Este año el Consejo de Monumentos y la Dibam, impulsaron la conmemoración de este día invitando a la ciudadanía a mirar la memoria popular, valorando y resignificando la vida de barrio. Es en este contexto que en nuestros barrios quisimos poner en valor la memoria colectiva a través de los espacios públicos que nos conectan con nuestra comunidad.
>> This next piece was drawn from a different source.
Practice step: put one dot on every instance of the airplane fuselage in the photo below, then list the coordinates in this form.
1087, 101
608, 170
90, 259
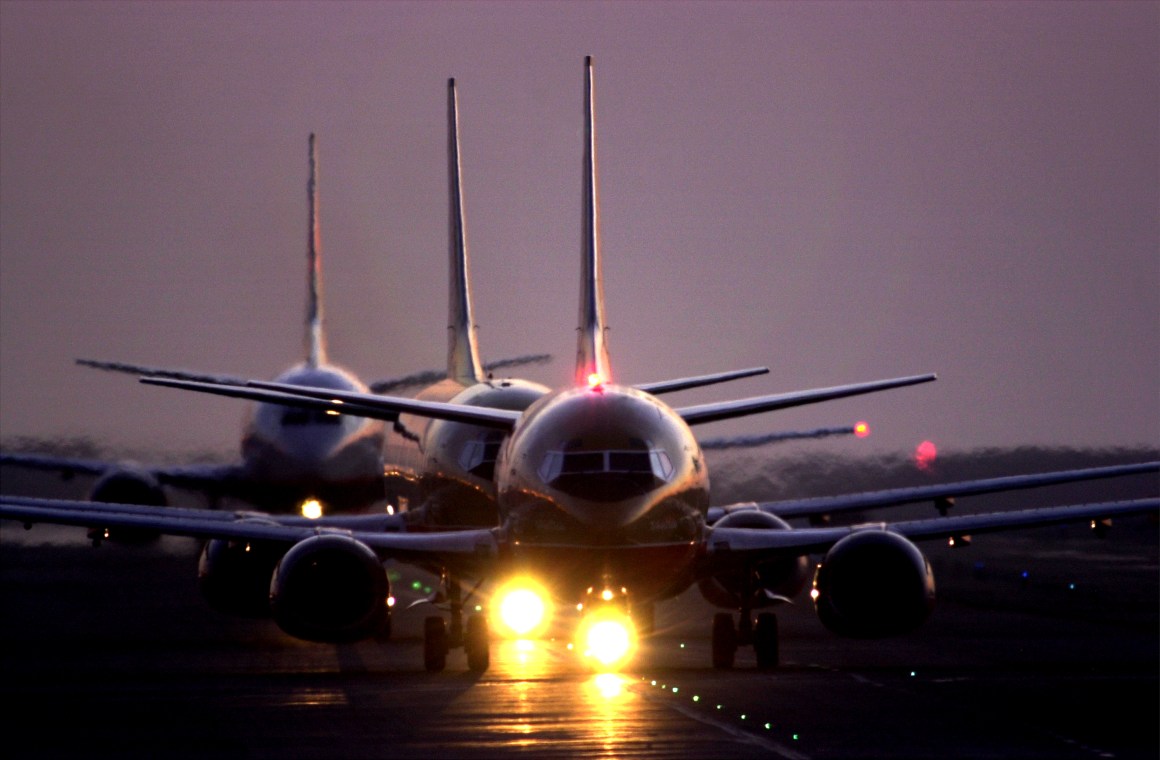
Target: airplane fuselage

Las actividades que desarrollamos, se enmarcaron según la particularidad de cada barrio, respondiendo a su identidad e historia, identificando los rasgos que lo hacen único e incomparable con el resto, aquello que se encuentra implícito en la comunidad y visible en el territorio y el paisaje.

PATRIMONIO MATERIAL, RELIQUIAS DE NUESTROS BARRIOS

En Ramaditas, Valparaíso, el trabajo giró en torno ael espacio en El Farol, reconocido como parte del patrimonio material del barrio, como un objeto de alta valoración entre quienes han vivido en La Cantera por más de 50 años, ya que fue el único punto de encuentro seguro que tenían durante la tarde-noche gracias a la luz que les proveía. Tomando este objeto, practicantes de la carrera de trabajo social de la Universidad Andrés Bello (UNAB) realizaron un trabajo mancomunado con los vecinos, investigando acerca de su historia. Los estudiantes gestionaron entrevistas y recopilaron material fotográfico de hace más de 50 años, haciendo un contraste con imágenes actuales.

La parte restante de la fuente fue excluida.